Ebola Virus Vaccine Human Trials to Begin in September; 'No Profit' Drug May Take 2-6 Years
By Reissa Su | August 5, 2014 12:51 PM EST
An experimental ebola virus vaccine will be first tested on humans in September as the death toll climbs to 826 in West Africa. According to reports, the number of deaths is expected to rise. Previous ebola outbreaks have fewer number of fatalities compared to the current outbreak.
Government health workers administer blood tests to check for the Ebola virus in Kenema, Sierra Leone, June 25, 2014.
Florida International University infectious disease professor Dr Aileen Marty said prior ebola virus outbreaks caused fewer casualties after short outbreak episodes.
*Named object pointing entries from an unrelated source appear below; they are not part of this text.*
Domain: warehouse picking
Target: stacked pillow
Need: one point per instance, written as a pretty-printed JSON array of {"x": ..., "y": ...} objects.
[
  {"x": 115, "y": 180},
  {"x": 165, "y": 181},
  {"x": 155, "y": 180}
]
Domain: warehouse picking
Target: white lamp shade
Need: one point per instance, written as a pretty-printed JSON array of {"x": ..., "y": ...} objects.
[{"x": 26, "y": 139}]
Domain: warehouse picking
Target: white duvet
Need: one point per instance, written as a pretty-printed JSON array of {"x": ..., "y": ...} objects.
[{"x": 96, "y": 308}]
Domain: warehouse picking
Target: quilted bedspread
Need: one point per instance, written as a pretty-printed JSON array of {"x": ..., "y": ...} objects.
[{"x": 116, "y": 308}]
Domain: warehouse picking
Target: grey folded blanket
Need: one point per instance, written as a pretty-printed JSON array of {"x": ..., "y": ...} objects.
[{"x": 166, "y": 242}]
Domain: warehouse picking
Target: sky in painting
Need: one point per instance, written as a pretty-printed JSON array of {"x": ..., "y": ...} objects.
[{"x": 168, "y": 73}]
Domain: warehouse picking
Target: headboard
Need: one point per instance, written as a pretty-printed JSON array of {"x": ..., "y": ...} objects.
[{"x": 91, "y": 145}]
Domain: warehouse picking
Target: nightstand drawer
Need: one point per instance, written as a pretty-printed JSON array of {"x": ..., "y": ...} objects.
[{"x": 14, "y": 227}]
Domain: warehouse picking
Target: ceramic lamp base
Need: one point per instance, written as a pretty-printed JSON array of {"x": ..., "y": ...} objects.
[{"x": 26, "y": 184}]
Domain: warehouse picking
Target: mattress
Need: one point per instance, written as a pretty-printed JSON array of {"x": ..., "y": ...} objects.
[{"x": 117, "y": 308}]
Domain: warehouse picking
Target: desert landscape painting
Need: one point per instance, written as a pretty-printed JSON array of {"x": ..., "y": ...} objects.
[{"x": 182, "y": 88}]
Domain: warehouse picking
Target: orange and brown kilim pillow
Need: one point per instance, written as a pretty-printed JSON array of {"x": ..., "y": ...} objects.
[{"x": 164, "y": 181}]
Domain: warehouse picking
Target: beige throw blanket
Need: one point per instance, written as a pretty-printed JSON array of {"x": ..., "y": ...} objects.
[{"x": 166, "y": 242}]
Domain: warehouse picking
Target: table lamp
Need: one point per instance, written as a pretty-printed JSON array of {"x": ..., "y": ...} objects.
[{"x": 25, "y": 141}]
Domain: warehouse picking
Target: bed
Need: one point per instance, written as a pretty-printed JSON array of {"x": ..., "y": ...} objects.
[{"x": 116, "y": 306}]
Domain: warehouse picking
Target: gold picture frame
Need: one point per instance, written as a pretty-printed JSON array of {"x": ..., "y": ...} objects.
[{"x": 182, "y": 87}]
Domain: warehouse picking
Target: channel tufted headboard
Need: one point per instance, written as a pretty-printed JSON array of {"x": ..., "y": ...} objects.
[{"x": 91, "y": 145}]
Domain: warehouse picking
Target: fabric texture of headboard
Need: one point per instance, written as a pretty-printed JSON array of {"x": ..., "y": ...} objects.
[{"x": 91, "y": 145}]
She explained this may be the reason why an ebola virus vaccine is not on the market since "there's no money in it."
Reports said treatments for ebola are in various testing stages in several U.S. research centres. However, most of the drugs were tested on animals and no date of availability has been set.
According to Dr Chris Milne, director of research at the Tufts Center for the Study of Drug Development, developing the ebola virus vaccine is "tough" because they might not be used at all. He added that pharmaceutical companies can spend millions of dollars in developing vaccines only to throw them away later on because they proved to be ineffective when new virus strains emerge.
Milne said it would take "a lot of time, effort and money" to develop an ebola virus vaccine with no assurance of a "profit."
The U.S. government will begin testing the experimental ebola virus vaccine on humans as scientists have seen "positive results" when the drug was used on infected primates. The successful animal tests have prompted the U.S. government to move forward in the hopes of making the first life-saving vaccine against ebola. The results of human clinical trials may be available early next year, according to the director of infectious diseases unit Anthony Fauci.
Despite efforts to begin the testing a possible ebola vaccine on humans, health experts predict the commercial availability of the drug for the general population may likely take at least two to six years.
Meanwhile, in Australia, ferrets were infected with the ebola virus so CSIRO scientists can understand the deadly virus.
The ebola virus has no known cure with symptoms of vomiting, diarrhea and internal and external bleeding. The first case was reported in a small village in Guinea last February and the virus has since spread to Liberia and Sierra Leone.
Glenn Marsh from the Australian Animal Health Laboratory said any type of vaccine was "still a long way off."